After listening to this, I’m really interested in finding more autobiographies read by the author. If you have suggestions, let me know!
Here are the two main lessons I took from Steve’s story
#1: It can be painful at first. And humiliating.
When Steve first started stand-up comedy, he worked at any place that would take him. There was no place he wouldn’t work because he knew he needed to be up on stage, learning his craft. At one of his first gigs, he showed up to perform and there was no one in the audience. The owner told him to get up on stage and start. Steve replied, “But there is no one in the audience.” The owner said, “I know, but you see those windows in the front? As people walk by, they will see you performing and come in.”
So Steve got up on stage and performed…to no one. It’s one thing to play music to no one, but I can’t imagine trying to do stand-up (or giving a speech, which I’m more experienced with) to a bunch of empty seats. But Steve did it, and a few people would trickle in and watch his show.
I think about the things that I had to do when starting my first company, and even in the early stages of Dragon Army. A majority of the work I personally do is incredibly un-sexy. It’s roll-up your sleeves, gotta-get-it-done work that just has to be done. And sometimes, it can be very humbling.
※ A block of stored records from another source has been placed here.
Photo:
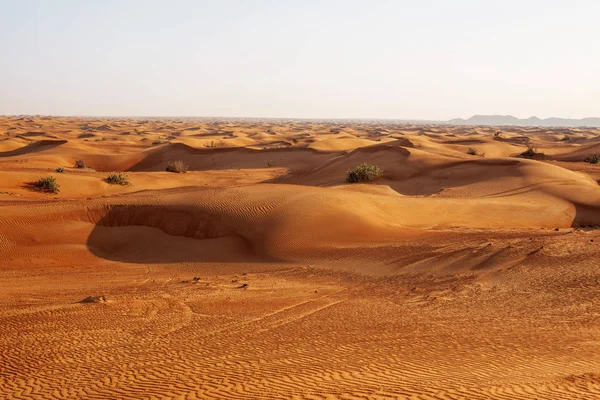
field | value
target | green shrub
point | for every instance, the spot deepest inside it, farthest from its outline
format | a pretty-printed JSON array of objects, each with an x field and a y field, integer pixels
[
  {"x": 117, "y": 178},
  {"x": 364, "y": 172},
  {"x": 177, "y": 167},
  {"x": 530, "y": 152},
  {"x": 48, "y": 184},
  {"x": 474, "y": 152}
]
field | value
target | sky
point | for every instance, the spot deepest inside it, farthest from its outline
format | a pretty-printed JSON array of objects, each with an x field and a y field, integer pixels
[{"x": 417, "y": 59}]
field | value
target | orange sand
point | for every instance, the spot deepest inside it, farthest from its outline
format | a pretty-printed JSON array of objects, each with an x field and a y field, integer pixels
[{"x": 453, "y": 276}]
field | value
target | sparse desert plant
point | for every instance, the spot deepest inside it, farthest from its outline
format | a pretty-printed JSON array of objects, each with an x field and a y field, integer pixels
[
  {"x": 530, "y": 152},
  {"x": 176, "y": 166},
  {"x": 474, "y": 152},
  {"x": 364, "y": 172},
  {"x": 117, "y": 178},
  {"x": 48, "y": 184}
]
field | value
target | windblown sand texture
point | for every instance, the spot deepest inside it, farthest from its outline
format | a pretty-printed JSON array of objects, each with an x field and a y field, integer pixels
[{"x": 261, "y": 274}]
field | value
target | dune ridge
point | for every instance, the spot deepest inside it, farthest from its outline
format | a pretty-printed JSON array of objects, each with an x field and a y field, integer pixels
[{"x": 466, "y": 270}]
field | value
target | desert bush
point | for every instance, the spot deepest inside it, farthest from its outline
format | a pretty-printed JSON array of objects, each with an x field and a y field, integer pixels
[
  {"x": 117, "y": 178},
  {"x": 177, "y": 167},
  {"x": 530, "y": 152},
  {"x": 474, "y": 152},
  {"x": 364, "y": 172},
  {"x": 48, "y": 184}
]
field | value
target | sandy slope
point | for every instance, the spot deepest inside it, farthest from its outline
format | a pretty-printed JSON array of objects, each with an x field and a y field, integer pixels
[{"x": 451, "y": 276}]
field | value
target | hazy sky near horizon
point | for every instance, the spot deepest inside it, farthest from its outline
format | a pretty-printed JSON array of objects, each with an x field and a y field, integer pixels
[{"x": 401, "y": 59}]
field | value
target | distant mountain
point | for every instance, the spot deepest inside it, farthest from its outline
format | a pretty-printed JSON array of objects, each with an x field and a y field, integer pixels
[{"x": 498, "y": 120}]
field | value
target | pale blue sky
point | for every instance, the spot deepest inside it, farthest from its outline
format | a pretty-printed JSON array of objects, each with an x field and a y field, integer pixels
[{"x": 415, "y": 59}]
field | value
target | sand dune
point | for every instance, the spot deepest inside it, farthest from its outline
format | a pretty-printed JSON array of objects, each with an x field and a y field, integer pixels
[{"x": 262, "y": 273}]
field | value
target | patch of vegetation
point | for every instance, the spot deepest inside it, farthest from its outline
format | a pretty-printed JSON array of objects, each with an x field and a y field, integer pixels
[
  {"x": 474, "y": 152},
  {"x": 530, "y": 152},
  {"x": 48, "y": 184},
  {"x": 177, "y": 167},
  {"x": 364, "y": 172},
  {"x": 117, "y": 178}
]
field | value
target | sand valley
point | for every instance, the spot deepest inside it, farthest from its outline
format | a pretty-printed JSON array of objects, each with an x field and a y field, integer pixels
[{"x": 466, "y": 271}]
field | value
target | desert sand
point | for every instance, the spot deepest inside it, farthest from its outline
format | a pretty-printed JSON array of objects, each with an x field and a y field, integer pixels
[{"x": 262, "y": 274}]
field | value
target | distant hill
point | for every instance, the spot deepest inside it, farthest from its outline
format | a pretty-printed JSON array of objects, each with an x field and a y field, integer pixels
[{"x": 531, "y": 121}]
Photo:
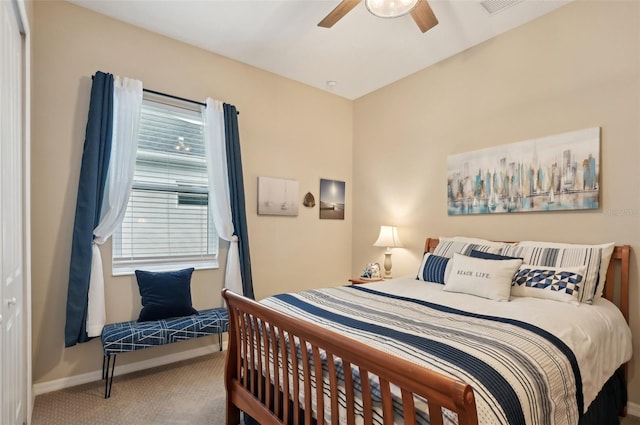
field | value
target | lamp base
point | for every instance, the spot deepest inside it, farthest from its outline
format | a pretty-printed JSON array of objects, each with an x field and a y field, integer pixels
[{"x": 387, "y": 265}]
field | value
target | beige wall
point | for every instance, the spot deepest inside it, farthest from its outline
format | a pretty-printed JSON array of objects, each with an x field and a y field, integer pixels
[
  {"x": 576, "y": 68},
  {"x": 286, "y": 129}
]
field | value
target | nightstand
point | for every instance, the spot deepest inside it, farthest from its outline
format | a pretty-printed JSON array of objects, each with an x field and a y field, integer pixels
[{"x": 360, "y": 280}]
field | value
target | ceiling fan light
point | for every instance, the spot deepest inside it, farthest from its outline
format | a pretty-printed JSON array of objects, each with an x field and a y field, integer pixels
[{"x": 390, "y": 8}]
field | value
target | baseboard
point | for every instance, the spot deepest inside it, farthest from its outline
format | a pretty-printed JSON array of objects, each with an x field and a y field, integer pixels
[
  {"x": 633, "y": 409},
  {"x": 72, "y": 381}
]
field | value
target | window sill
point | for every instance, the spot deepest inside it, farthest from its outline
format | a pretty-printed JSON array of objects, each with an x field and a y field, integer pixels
[{"x": 130, "y": 268}]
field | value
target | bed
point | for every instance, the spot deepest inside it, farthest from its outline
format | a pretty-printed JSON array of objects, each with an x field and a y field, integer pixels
[{"x": 408, "y": 351}]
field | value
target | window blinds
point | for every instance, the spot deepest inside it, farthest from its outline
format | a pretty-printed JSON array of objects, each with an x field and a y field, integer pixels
[{"x": 167, "y": 216}]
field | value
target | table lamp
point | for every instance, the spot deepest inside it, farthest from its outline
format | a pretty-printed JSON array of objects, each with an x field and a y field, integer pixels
[{"x": 388, "y": 238}]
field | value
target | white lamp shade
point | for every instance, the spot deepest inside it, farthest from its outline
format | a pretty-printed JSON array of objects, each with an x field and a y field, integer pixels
[
  {"x": 388, "y": 237},
  {"x": 390, "y": 8}
]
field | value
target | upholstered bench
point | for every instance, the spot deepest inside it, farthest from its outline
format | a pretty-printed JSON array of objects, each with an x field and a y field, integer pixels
[{"x": 133, "y": 335}]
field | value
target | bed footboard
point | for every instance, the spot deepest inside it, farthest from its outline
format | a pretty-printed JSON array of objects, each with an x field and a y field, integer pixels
[{"x": 281, "y": 370}]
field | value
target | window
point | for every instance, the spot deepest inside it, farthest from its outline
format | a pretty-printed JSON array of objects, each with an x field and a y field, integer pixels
[{"x": 167, "y": 224}]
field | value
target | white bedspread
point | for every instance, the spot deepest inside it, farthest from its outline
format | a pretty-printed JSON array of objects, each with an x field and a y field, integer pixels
[{"x": 597, "y": 334}]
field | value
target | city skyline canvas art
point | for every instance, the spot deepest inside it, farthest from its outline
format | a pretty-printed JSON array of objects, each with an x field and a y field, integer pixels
[{"x": 553, "y": 173}]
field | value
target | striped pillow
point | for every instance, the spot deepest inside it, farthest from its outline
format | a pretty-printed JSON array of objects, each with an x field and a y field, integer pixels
[
  {"x": 594, "y": 257},
  {"x": 433, "y": 268}
]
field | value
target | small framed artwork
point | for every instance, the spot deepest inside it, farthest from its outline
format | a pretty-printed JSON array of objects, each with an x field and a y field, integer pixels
[
  {"x": 277, "y": 196},
  {"x": 332, "y": 199}
]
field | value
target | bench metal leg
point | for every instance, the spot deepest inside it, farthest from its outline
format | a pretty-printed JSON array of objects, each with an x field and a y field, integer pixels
[{"x": 106, "y": 375}]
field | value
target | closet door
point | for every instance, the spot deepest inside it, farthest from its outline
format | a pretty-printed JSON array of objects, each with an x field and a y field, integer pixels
[{"x": 12, "y": 331}]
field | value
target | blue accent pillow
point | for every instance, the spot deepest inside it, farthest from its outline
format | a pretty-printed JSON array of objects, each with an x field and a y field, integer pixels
[
  {"x": 433, "y": 268},
  {"x": 165, "y": 294},
  {"x": 491, "y": 256}
]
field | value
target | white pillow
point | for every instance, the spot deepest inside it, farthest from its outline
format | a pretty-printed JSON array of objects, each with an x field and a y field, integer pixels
[
  {"x": 463, "y": 245},
  {"x": 483, "y": 278},
  {"x": 552, "y": 254},
  {"x": 552, "y": 283}
]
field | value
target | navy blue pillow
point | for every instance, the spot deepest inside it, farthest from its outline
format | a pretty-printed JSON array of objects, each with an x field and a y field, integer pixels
[
  {"x": 491, "y": 256},
  {"x": 165, "y": 294},
  {"x": 433, "y": 268}
]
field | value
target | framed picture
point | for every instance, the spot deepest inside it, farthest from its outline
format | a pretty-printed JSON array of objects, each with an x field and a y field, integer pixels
[
  {"x": 332, "y": 199},
  {"x": 553, "y": 173},
  {"x": 277, "y": 196}
]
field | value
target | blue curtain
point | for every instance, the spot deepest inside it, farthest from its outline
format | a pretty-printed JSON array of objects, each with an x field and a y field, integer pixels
[
  {"x": 93, "y": 175},
  {"x": 236, "y": 190}
]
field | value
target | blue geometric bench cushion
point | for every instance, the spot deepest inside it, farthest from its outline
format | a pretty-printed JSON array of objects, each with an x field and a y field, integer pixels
[{"x": 129, "y": 336}]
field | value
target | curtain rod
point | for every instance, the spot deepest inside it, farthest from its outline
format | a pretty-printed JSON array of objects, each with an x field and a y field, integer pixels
[
  {"x": 178, "y": 98},
  {"x": 175, "y": 97}
]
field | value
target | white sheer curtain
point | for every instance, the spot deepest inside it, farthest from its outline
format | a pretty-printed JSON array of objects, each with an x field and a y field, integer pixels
[
  {"x": 127, "y": 102},
  {"x": 216, "y": 155}
]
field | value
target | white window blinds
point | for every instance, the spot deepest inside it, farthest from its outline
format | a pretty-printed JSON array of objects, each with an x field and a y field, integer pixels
[{"x": 167, "y": 221}]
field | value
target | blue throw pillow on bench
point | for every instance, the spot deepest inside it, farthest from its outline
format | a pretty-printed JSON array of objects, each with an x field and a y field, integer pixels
[{"x": 165, "y": 294}]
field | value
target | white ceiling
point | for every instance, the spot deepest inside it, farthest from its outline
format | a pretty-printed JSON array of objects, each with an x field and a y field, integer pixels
[{"x": 361, "y": 53}]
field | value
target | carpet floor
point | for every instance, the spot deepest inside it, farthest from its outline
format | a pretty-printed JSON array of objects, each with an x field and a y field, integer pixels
[{"x": 190, "y": 392}]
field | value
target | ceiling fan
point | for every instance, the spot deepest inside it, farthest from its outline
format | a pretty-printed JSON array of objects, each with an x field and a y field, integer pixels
[{"x": 420, "y": 11}]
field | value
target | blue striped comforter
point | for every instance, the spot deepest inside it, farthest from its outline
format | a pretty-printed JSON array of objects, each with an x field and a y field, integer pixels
[{"x": 521, "y": 374}]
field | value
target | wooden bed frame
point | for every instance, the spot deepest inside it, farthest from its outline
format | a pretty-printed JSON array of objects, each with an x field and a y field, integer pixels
[{"x": 253, "y": 388}]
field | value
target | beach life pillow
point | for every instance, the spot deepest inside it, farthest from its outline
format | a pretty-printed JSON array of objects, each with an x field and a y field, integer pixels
[
  {"x": 165, "y": 294},
  {"x": 463, "y": 245},
  {"x": 556, "y": 283},
  {"x": 551, "y": 254},
  {"x": 434, "y": 268},
  {"x": 480, "y": 277}
]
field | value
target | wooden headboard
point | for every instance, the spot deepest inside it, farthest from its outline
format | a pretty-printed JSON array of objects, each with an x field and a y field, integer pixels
[{"x": 621, "y": 254}]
As an example, we went up to Charlotte to do a lunch-and-learn earlier this year. We do these to get awareness for Dragon Army for potential new clients. Our goal is to get 30-40 people to attend. We had about that many people on our invite list in Charlotte, with just over 20 people confirming they’d be there. We booked the restaurant to do the presentation, drove the team up, set everything up, and…4 people showed up. Presenting to 4 people (2 sat at one table, 2 sat at the other, and then there were 5 other completely empty tables) was embarrassing, but we had to do it. As we grow the business, I’m sure that number will grow significantly, but you have to put in the work in the early years in whatever way you can.
#2: It’s a slog. And you never know where its going to eventually lead.
Steve Martin became the most successful and famous stand-up comedian of his time. He ended up playing gigantic stadiums and producing hit comedy albums. But the grind of getting to that point was incredibly hard for him. It took him years and years of playing two or three shows a night, going from one club to the next, bombing over and over again before he finally made it.
There is a terrific story in the book of Steve playing a college and finishing his set and not knowing how to end the show. If you’ve ever heard him do stand-up, you know he’s very off-beat and, well, different. So at this particular show, the only exit was to go through the audience. He told the audience he was done, but they just laughed. He packed up his banjo (he played the banjo with certain bits) and told them that was it, and they sat there and laughed.
He didn’t know what to do, so he just got off the stage and started walking through the audience to the back exit. Along the way he couldn’t help but make some jokes with the audience, and the crowd loved it. He then made it outside…and the crowd followed him, thinking it was part of his act. He led the crowd around the campus, making jokes about things they encountered, and all the while, the audience loved it. Eventually, they made their way to an empty pool. Steve shouted to the audience, “Now, get in the pool!” And they did! Then he said, “Now, I will surf over you!” And the crowd lifted up their hands and he surfed across the pool to the other side.
That ending to his shows continued for years. He would always lead the audience out of the venue and walk them around, ad-libbing as he went. It became his “thing”, until his shows got too big.
In start-ups, you never know where you’re going to end up. If you put in the work and try to make smart decisions along the way, you’ll usually wind up in a spot that you couldn’t possibly have foreseen at the beginning of your journey. Working out your “bits” and finding new ones along the way is how the journey works.